Something came out of the well.
Something he failed to recognize till he blinked in the dimness and knew it had to be Meg. Nothing like the fat pink worm he had known. She had the look of a human child, aged three or four, but far too small for that age, her head too large. She had grown long hair, very fine, cotton-white except where mud had clotted it. Her eyes were closed. She wore a thin cotton dress, torn and soiled, too big for her. Her feet were bare, bruised and lacerated.
Her arms were stretched above her head, her hands knotted into tiny fists on the rope, her teeth clenched on it. Her skin looked deathly white, scratched deep by the walls of the well, yet with no blood showing. She felt very light when he lifted her, her body stiff and cold as if already in the rigor of death. He heard no breath, felt no pulse.

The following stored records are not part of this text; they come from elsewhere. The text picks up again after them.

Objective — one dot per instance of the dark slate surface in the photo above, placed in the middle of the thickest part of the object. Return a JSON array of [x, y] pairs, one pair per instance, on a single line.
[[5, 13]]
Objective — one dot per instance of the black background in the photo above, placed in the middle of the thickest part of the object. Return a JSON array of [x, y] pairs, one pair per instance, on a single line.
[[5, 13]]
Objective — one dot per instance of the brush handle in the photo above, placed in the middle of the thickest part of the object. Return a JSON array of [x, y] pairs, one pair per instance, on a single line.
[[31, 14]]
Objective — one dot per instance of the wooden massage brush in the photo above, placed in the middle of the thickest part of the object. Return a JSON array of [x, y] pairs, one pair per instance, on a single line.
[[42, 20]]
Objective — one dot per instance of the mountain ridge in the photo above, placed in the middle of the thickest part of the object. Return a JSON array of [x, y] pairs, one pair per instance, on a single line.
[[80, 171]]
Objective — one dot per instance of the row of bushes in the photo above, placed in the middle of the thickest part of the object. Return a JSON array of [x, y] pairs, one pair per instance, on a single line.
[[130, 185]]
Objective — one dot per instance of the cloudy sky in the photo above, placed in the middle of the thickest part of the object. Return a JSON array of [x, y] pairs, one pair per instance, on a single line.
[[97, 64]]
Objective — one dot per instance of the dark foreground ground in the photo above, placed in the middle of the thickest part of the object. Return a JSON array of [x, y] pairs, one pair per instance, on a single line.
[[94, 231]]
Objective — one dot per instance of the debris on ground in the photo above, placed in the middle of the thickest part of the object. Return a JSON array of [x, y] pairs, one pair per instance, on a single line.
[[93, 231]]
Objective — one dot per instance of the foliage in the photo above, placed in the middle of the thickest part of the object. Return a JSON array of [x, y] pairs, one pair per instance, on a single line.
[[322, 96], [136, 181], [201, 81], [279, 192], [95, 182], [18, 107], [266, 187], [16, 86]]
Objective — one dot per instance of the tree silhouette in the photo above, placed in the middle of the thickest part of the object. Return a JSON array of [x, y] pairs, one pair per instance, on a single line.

Yet she had been alive to clutch the rope—
The chopper was sudden thunder overhead. Its wind was a hot engine-reek. A blinding light glared down on him, and a bullhorn was bellowing: “Don’t move, Belcraft! Stand where you are!”
27
Tradecraft
O
ld Martha Roman’s funeral drew even fewer mourners than her husband’s. A handful of loyal servants and aging family friends. The tearless daughter and her lawyers. Attorneys for the dismantled corporation and the new foundation. An officious mortician who was probably reporting to the CIA.
For Anya and Shuvalov, the occasion offered cover for a twice-delayed contact. They stood in the cemetery with the foundation attorneys, well apart from the glaring daughter. When the service was over, Anya drove Shuvalov back to the airport.
Sitting under the Florida sun, the car was stifling. The air conditioner took a long time to cool it, and Shuvalov’s strong cologne failed to mask the reek of his sweat. He looked jittery and haggard, dark stubble showing on his heavy jowls. Fingers twitching nervously, he lit a rank-odored Russian cigarette and sat staring at her in a wary silence.
“We’re safe,” she assured him. “Unless the CIA is keener than I think. They could have got to the Avis car I had reserved in Miami, but I dropped it off at Ft. Lauderdale and picked this one up at the Hertz counter there, with no reservation. It can’t have been bugged.”
“Safe?” A harsh grunt. “Comrade, I have news for you.” He waited, but she wouldn’t ask what it was. “The Center is recalling us.”